Rotterova, Johana et al. (2020). Genomics of new ciliate lineages provides insight into the evolution of obligate anaerobiosis - single gene datasets for phylogenomic analysis of anaerobic ciliates (SAL, Ciliophora), protein datasets for mitochondrial pathways prediction, and mitochondrial genomes [Dataset]. Dryad.


Oxygen plays a crucial role in energetic metabolism of most eukaryotes. Yet, adaptations to low oxygen concentrations leading to anaerobiosis have independently arisen in many eukaryotic lineages, resulting in a broad spectrum of reduced and modified mitochondrial organelles (MROs). In this study, we present the discovery of two new class-level lineages of free-living marine anaerobic ciliates, Muranotrichea, cl. nov. and Parablepharismea, cl. nov., that, together with the class Armophorea, form a major clade of obligate anaerobes (APM ciliates) within the SAL (Spirotrichea, Armophorea, Litostomatea) group. To deepen our understanding of the evolution of anaerobiosis in ciliates, we predicted the mitochondrial metabolism of cultured representatives from all three classes in the APM clade, using transcriptomic and metagenomic data, and performed phylogenomic analyses to assess their evolutionary relationships. The predicted mitochondrial metabolism of representatives from the APM ciliates reveals functional adaptations of metabolic pathways that were present in their last common ancestor and likely led to the successful colonization and diversification of the group in various anoxic environments. Furthermore, we discuss the possible relationship of Parablepharismea to the uncultured deep-sea class Cariacotrichea based on single gene analyses. Like most anaerobic ciliates, all studied species of the APM clade host symbionts, which we propose to be a significant accelerating factor in the transitions to an obligately anaerobic lifestyle. Our results provide an insight into the evolutionary mechanisms of early transitions to anaerobiosis and shed light on fine-scale adaptations in MROs over a relatively short evolutionary timeframe.

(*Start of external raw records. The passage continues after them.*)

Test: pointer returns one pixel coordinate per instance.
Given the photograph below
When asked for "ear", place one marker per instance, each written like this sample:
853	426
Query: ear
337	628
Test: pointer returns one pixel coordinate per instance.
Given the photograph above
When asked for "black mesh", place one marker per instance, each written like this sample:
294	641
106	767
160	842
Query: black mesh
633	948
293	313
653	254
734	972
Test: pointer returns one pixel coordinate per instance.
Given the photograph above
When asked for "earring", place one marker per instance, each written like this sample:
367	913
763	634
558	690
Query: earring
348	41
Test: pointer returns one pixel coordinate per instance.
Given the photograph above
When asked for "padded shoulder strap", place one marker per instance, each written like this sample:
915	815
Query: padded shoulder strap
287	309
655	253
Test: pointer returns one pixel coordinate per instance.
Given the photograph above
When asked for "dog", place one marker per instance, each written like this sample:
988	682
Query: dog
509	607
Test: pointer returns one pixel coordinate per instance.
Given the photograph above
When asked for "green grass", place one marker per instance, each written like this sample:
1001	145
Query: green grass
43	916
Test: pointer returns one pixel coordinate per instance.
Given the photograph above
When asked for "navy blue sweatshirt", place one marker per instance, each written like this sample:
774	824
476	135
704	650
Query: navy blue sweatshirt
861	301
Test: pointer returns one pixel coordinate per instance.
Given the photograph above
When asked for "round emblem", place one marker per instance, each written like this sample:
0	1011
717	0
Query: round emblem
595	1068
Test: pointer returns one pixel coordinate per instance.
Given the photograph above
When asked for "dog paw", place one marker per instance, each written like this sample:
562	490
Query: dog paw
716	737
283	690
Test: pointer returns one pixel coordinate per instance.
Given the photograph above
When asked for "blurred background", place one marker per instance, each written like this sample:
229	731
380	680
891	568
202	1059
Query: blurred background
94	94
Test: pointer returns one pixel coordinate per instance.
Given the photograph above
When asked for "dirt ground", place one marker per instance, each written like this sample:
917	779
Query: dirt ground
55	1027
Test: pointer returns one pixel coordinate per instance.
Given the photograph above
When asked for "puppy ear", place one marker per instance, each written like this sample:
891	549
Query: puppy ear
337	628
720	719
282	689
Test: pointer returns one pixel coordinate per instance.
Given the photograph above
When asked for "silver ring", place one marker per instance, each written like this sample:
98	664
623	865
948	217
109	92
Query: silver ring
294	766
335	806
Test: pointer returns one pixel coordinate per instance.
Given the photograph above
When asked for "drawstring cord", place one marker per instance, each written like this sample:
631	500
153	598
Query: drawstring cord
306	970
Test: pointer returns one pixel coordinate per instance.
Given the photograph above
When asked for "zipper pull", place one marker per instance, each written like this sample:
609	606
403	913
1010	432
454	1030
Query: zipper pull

Illumina NextSeq Sequencing

Metagenomes were sequenced from the picked cells and a culture using Illumina NextSeq (Illumina Inc.) (150-bp paired-end reads, 300-bp insert size). Transcriptome was sequenced by EMBL Genomics Core Facility (GeneCore), Heidelberg, Germany.

Metagenomic and Transcriptomic Assemblies

For metagenomes, Trimmomatic v0.36 was used to filter and trim paired reads from all samples. Filtered and trimmed reads were then combined and co-assembled with IDBA-UD v.1.1.1. Metagenomic contigs > 1 kb were binned using CONCOCT as implemented in Anvi’o v2.0.3, which bins contigs based on nucleotide composition and differential coverage data from mapping reads to the co-assembly. The reads mapping to an affiliated genomic bin of each target ciliate from the initial binning results were re-assembled with IDBA-UD v.1.1.1 to improve bin quality. CheckM was used to evaluate the completeness, contamination and taxonomy of genomic bins, as well as to identify rRNA gene sequences. Additional metagenomic reads from Muranothrix gubernata SUMMARTIN, sequenced subsequently in order to obtain mitochondrial genome from Muranotrichea, were quality trimmed using Trimmomatic v0.39, corrected by Rcorrector and assembled using Metaspades (SPAdes genome assembler v3.13.1) with default settings for paired-end reads in "only-assembler" mode. Contigs representing mitogenomes were identified in metagenome assemblies by BLAST using available protein sequences from ciliate mitogenomes as a query (GU057832.1, JN383843.1, NC_014262.1). Subsequently, we used manual approach based on iterative searches in Illumina reads (BLASTN) followed by read alignment to the corresponding contig (Geneious Prime; “map to reference” option) to unambiguously extend the longest Parablepharisma sp. mitogenome fragment. This resulted in 41,931 bp long sequence (opposed to original contig length 35,877 bp). Initial annotations of mitogenome sequences were obtained using MFannot (online version from October 23, 2019). Predicted genes recovered by MFannot (including hypothetical proteins) were individually checked to confirm/reveal their identity and to exclude possible bacterial contamination using BLAST against the nr GenBank database. Graphical genome maps were produced by OrganellarGenomeDRAW (OGDRAW) v1.3.1. For transcriptomic data, quality trimming and Illumina adapter and sequence contamination removal was done using the program Trimmomatic. Transcriptomes were assembled using the software package Trinity.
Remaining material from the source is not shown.